Narendra Modi At Madison Square Garden
From: Roger Noah [Email him]
There are several news stories about the visit of the Indian Prime Minister, Narendra Modi. However, this one caught my eye.
Prime Minister Narendra Modi’s reception at Madison Square Garden is a way of thanking the Indian-American community members who played a big part in his electronic campaign and election funding. It is a powerful message to U.S. President Barack Obama and the U.S. administration ahead of his meetings in Washington.
“Mr. Obama is a democratic man. When he sees the response of the crowds here, how can he not understand the popularity of a man, who like him, has come up the hard way?” explains BJP leader Ram Madhav, who has been a key organiser of Mr. Modi’s events in the U.S.

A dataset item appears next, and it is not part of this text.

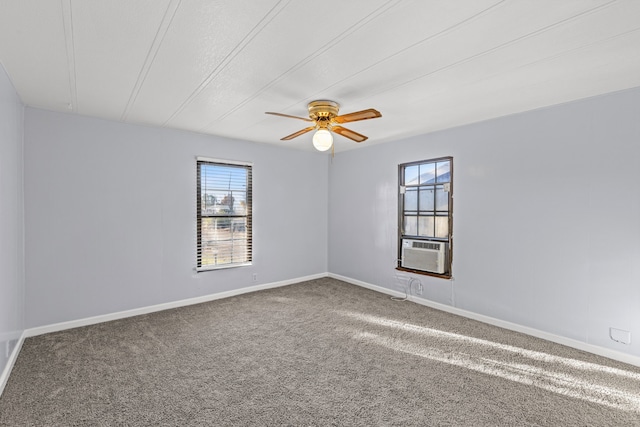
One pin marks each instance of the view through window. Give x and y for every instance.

The other message is that the political clout of the Indian-American community that has rallied around Mr. Modi in large numbers can no longer be ignored. At 2.8 million, they may number just 1% of the U.S. population, but they are the most educated and richest minority, according to a Pew survey in 2013. Indian diaspora makes mark in foreign policy, The Hindu, September 29, 2014
What appalled me was the cavalier attitude towards using political influence to serve the interests of a foreign country. Right now, there are no significant discrepancies between the USA's geopolitical interests and India's, but there are definitely economic conflicts of interest. The Indian elite seems to see the USA as a cow to be milked to the fullest, while keeping the cow's owners (the American ruling elite) pleased. Think in term of IT job outsourcing.
Another article says
"Referring to the ageing people across the world, Modi said that India is blessed with the youngest population and the largest workforce in the world. India can supply the workforce to the world," he said, suggesting that India should export its trained teachers and nurses across the world."
One would have hoped that the Indian-American community with all of its bragged-about education and wealth, would have identified first with the land that nurtures them, i.e. the USA and would have been true American patriots first with America's interests foremost in their minds. After all, the well-being of their descendants is here and not there.
James Fulford writes: Apparently the Indian Diaspora is working it both ways—influencing elections in their native country from America, and influencing American politics on behalf of India. I wrote about the potential problems of of the Indian Diaspora over ten years ago.